That depends on how many columns your pivot table uses. Less columns = less data = lower price.
If the implementation is smart enough it could use BigQuery partitions for further cost savings.
Is the data size calculated based on raw data on which queries operate (for example all transactions with amount column), or on query result size (for example sum(amount) -single row) ?
BigQuery bills based on amount of data read. BigQuery is a column-store database, so a read will always touch every row of a table, but only the columns actually used. So e.g. "SELECT * LIMIT 1" will read the entire table, while "SELECT SUM(transaction.total)" will only read 1 column out of potentially hundreds. The latter query will be billed identically as a filtered query like "SELECT SUM(transaction.total) WHERE transaction.total > 10." Filtering on a different column will be billed more, because it needs to read the second column as well, regardless of how many rows (if any!) contribute to the result set.

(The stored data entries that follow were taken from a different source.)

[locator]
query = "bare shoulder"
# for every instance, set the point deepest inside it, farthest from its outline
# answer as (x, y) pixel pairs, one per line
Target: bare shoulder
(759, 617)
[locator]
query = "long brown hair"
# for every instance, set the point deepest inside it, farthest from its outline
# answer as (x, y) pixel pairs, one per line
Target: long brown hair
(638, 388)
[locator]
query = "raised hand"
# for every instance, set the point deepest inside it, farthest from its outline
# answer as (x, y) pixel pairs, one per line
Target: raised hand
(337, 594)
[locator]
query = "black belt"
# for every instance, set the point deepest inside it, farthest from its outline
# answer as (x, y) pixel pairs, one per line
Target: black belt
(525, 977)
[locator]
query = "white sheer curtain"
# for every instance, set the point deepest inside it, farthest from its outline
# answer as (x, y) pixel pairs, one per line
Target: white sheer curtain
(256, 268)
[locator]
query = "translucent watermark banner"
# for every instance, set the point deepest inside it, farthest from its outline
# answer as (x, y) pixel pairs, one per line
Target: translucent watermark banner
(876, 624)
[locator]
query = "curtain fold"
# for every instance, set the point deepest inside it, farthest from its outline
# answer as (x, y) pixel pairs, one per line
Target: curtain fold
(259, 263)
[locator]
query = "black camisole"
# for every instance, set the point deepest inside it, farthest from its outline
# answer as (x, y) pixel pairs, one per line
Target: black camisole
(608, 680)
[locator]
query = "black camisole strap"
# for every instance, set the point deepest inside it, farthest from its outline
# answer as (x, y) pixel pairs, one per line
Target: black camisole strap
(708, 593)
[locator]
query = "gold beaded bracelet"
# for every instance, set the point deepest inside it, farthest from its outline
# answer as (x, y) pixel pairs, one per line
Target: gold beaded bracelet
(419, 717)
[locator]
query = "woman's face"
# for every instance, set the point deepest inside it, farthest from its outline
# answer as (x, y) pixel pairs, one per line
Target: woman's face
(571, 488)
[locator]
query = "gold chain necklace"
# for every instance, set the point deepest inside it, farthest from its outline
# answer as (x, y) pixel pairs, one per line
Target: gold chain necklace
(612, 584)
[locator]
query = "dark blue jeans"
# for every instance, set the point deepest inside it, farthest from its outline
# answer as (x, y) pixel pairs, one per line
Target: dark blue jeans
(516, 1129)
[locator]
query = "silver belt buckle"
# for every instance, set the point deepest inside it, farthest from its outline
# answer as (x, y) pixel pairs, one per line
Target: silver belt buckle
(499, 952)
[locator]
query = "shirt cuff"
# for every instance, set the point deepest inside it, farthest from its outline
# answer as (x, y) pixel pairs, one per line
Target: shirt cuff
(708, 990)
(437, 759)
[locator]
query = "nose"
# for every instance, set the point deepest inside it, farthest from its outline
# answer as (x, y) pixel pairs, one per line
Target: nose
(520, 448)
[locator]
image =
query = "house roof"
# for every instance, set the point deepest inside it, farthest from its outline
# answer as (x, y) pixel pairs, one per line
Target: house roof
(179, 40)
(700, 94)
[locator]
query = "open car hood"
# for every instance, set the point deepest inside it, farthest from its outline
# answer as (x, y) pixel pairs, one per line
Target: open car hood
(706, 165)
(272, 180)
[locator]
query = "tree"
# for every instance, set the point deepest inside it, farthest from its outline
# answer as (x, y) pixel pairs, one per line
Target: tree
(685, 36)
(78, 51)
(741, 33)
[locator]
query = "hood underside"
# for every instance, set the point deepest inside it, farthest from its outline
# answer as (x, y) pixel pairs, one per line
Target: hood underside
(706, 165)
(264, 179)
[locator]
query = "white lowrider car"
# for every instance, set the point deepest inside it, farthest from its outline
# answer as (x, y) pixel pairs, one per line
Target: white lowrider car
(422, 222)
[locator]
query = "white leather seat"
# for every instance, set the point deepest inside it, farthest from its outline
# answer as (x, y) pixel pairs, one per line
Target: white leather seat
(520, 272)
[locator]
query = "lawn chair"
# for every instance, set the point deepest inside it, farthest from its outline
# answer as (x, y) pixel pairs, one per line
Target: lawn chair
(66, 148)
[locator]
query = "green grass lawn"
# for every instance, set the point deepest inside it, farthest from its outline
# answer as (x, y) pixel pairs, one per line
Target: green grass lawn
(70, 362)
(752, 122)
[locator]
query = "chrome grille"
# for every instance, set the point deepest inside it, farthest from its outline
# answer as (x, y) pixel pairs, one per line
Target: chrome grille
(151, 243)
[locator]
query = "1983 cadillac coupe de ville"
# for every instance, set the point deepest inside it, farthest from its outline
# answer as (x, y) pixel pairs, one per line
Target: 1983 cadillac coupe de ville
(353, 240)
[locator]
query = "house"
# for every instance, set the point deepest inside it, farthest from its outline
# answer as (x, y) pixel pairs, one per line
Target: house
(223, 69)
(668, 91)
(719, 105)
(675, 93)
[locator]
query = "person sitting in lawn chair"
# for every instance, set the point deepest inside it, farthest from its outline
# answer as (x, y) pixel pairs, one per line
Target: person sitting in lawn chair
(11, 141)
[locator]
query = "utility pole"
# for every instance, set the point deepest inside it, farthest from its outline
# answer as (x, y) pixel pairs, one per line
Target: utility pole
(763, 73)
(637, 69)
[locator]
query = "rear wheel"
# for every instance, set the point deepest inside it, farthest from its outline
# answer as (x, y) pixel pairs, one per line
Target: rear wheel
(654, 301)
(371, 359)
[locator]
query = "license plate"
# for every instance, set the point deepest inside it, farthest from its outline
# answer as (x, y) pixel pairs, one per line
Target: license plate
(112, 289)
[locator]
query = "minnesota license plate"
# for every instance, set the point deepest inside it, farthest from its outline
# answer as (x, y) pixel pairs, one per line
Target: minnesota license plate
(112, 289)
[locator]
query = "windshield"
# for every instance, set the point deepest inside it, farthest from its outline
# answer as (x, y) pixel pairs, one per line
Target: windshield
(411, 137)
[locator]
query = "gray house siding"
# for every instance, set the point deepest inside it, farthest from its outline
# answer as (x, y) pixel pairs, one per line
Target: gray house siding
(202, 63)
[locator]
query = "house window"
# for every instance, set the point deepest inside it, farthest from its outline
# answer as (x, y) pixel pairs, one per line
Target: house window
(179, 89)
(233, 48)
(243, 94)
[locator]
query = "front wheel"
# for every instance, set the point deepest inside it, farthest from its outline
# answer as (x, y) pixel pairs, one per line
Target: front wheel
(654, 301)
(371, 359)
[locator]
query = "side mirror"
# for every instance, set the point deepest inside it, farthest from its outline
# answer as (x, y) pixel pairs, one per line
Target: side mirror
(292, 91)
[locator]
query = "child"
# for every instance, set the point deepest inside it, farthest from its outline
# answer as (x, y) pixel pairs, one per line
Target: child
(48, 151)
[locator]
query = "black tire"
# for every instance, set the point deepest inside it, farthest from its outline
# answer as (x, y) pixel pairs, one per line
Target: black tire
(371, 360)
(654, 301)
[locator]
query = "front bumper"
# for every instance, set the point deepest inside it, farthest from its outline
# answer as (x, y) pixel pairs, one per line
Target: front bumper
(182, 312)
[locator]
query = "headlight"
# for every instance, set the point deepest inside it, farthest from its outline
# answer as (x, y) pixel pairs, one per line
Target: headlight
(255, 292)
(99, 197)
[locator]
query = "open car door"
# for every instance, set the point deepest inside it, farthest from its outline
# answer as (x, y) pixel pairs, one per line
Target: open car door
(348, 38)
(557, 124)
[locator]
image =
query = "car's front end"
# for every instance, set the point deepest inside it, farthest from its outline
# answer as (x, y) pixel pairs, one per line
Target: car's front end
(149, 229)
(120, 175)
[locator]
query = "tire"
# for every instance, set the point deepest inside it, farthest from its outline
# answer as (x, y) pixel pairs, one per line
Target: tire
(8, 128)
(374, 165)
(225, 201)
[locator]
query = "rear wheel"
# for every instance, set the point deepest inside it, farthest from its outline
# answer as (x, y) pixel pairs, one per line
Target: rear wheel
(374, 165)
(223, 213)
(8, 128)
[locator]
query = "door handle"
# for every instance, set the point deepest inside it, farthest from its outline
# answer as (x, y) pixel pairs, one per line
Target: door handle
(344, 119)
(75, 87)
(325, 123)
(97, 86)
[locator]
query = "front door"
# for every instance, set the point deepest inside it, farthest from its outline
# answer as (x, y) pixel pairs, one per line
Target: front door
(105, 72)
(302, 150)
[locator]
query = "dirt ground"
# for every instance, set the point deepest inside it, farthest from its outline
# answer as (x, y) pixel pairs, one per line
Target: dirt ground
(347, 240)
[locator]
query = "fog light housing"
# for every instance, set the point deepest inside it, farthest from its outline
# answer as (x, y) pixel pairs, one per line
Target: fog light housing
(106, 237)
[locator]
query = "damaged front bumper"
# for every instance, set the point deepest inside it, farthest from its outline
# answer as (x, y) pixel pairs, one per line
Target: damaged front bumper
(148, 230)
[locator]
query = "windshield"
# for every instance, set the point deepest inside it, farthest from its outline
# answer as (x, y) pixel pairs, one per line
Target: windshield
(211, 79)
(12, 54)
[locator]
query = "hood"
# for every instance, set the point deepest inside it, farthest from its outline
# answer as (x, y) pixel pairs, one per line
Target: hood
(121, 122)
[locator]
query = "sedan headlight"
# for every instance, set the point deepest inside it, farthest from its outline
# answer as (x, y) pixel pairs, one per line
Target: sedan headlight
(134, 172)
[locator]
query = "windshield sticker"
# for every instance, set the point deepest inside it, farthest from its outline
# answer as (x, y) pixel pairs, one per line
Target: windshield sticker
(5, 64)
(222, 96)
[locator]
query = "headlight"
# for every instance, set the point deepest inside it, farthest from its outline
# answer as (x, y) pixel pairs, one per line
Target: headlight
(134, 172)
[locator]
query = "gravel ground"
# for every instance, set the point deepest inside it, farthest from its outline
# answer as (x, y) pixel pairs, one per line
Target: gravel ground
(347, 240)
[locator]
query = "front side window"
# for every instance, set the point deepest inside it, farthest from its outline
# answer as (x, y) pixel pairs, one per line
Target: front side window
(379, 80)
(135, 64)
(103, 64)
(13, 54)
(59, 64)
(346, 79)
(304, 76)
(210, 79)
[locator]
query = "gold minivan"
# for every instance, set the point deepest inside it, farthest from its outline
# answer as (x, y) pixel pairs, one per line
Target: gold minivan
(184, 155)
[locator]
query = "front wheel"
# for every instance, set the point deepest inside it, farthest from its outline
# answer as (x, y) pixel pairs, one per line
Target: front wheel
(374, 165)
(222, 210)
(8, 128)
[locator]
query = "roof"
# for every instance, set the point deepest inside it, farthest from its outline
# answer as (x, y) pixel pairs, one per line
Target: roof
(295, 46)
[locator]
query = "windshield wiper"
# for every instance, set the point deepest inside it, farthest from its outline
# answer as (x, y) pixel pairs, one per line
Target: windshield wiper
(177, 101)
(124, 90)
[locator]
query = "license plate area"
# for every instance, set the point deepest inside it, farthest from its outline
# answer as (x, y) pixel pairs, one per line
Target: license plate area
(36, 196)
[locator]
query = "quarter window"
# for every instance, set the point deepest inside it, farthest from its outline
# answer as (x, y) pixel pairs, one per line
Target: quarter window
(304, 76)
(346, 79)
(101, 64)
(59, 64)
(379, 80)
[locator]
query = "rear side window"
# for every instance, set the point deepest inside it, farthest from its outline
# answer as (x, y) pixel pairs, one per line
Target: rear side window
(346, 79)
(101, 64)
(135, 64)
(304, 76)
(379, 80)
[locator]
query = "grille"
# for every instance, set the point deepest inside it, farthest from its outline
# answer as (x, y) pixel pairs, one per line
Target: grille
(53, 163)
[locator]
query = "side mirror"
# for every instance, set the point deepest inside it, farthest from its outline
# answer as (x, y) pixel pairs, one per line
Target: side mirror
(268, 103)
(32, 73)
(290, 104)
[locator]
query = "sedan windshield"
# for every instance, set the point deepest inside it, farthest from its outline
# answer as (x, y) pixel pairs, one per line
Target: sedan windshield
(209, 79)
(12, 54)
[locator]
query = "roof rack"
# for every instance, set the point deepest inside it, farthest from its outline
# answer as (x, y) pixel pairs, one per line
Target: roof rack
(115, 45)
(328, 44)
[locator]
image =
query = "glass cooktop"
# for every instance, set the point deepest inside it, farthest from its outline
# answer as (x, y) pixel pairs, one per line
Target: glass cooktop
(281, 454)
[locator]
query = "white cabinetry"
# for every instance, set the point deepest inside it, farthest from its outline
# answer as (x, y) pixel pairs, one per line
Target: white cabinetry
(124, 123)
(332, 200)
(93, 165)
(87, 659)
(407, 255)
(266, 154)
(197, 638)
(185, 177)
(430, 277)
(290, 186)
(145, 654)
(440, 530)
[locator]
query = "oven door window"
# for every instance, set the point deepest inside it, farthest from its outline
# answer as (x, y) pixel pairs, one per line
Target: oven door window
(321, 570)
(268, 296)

Idiomatic BigQuery will make use of partitioning, so that a large dataset will span multiple tables in a way that you only read the tables of interest. (E.g. the Google Analytics integration partitions by date, so reporting on 1 month of data will only read 30 tables out of the 1,500 you might have.)
It's worth noting that depending on the amount of Data you capture in GA, each date table could be anywhere from 1s to 10s of GBs, and it can get pretty pricey to query from those tables.